Glancing up, I could see the ceiling rafters, more than fifty feet above, and observing the seemingly 

endless rows of seats to the rear of me, I guessed that the auditorium could occupy over two thousand 

people. Though the small group of writers seemed to be swallowed in the depth of the room, I still felt 

as if their presences closing in on me.


I turned my attention to the stage placed before me. I was sitting in the first row so I had an 

unobstructed view of the presentation that should be starting any minute. I looked at the clock on the 

wall, almost leaping with joy when I saw that the speaker should be appearing in less than a minute. 

The moment of bliss was quickly interrupted when I glanced back to the other authors and caught on 

of their eyes.


An older, greying gentleman clothed in khakis and a white button up shirt covered with an ugly teal 

sweater began to break away from the group and turned towards me. He smiled as he picked his way 

through his peers and around the seats to where I sat. I felt my anxiety begin to build with each step 

he took. I was a balloon, and each pace closer he came I inflated more and more, and I knew that if I 

became too full, I would pop. He was less than twenty feet away, and my breath decided it was an 

excellent time to explore the various speeds and its inhalation capacities.

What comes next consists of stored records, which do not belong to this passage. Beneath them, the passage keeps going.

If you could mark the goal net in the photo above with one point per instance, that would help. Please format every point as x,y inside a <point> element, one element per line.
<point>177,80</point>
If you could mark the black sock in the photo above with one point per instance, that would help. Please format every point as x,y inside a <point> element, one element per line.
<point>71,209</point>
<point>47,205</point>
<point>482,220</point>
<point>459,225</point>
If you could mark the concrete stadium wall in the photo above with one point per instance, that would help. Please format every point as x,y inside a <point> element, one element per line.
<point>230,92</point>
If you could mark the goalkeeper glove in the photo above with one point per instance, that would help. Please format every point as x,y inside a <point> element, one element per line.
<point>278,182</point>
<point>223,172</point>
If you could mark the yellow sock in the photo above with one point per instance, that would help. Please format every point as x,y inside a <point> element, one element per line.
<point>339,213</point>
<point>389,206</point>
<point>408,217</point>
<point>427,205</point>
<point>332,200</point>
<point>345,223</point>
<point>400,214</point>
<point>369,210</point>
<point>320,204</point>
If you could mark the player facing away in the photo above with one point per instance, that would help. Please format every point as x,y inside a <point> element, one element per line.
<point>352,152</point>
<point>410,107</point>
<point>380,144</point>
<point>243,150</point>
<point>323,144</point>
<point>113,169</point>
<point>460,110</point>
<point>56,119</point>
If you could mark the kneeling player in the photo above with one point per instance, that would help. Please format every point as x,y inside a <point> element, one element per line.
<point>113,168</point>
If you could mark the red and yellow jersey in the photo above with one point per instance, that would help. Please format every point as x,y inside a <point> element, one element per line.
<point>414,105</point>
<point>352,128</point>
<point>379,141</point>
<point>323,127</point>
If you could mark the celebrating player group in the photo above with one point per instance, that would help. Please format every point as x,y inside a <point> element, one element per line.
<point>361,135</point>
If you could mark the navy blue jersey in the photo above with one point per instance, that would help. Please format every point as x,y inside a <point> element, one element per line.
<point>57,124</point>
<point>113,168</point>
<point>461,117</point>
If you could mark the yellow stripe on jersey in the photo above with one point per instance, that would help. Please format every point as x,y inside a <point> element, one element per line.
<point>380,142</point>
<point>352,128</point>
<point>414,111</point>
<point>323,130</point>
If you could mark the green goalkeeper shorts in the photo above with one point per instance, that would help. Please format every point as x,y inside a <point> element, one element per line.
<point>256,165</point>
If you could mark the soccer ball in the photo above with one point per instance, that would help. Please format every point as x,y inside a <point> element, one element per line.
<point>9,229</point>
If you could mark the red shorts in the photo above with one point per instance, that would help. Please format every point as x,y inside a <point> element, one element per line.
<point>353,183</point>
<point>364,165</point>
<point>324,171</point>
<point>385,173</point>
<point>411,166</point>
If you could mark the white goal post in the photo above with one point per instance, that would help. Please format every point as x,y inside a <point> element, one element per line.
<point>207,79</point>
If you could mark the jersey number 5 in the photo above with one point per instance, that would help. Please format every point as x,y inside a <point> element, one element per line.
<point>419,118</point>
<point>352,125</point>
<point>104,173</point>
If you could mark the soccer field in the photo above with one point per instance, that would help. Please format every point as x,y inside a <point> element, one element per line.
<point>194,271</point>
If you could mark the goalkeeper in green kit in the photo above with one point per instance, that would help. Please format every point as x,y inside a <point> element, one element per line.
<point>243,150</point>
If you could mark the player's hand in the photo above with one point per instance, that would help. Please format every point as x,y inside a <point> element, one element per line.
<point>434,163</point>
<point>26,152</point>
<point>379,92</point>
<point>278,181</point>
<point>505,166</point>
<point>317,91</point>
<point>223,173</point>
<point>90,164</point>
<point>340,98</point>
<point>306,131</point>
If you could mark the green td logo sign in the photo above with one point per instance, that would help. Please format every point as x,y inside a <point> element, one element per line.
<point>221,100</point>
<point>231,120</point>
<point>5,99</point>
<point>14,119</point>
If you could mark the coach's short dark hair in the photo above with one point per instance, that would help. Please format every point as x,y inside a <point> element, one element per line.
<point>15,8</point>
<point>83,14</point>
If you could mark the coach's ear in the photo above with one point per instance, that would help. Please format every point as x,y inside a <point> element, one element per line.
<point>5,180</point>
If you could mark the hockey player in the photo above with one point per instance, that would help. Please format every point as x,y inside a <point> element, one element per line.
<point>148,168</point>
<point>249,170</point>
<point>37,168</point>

As if by the grace of God, it was that exact moment when the host appeared on the stage to ask us all 

to take our seats, because the speaker was ready to begin. I looked to the older man, returning him 

the small shrug of the shoulders and a smile he gave me as he turned around to return to his 

colleagues and his seat. I visibly released the sigh of relief as I turned to face the stage once more.


As everyone found their seats, the house lights began to dim as the stage flooded with an iridescent 

shine as the speaker walked on stage, meeting the round of applause that followed halfway. I 

observed the small man on stage, and was a bit taken back. He looked no older than twenty-five, and 

he was short, thin, and dressed more casually than anyone else in the room. His khaki skinny jeans 

were paired with neon green shoes, with a matching belt. He wore a plain white button up which was 

accompanied with a neon green bow tie.


He greeted the audience with a simple raise of the hand, both calling silence to the applause and 

waving a greeting to the audience members. He began to speak with a low, flowing and pleasant tone. 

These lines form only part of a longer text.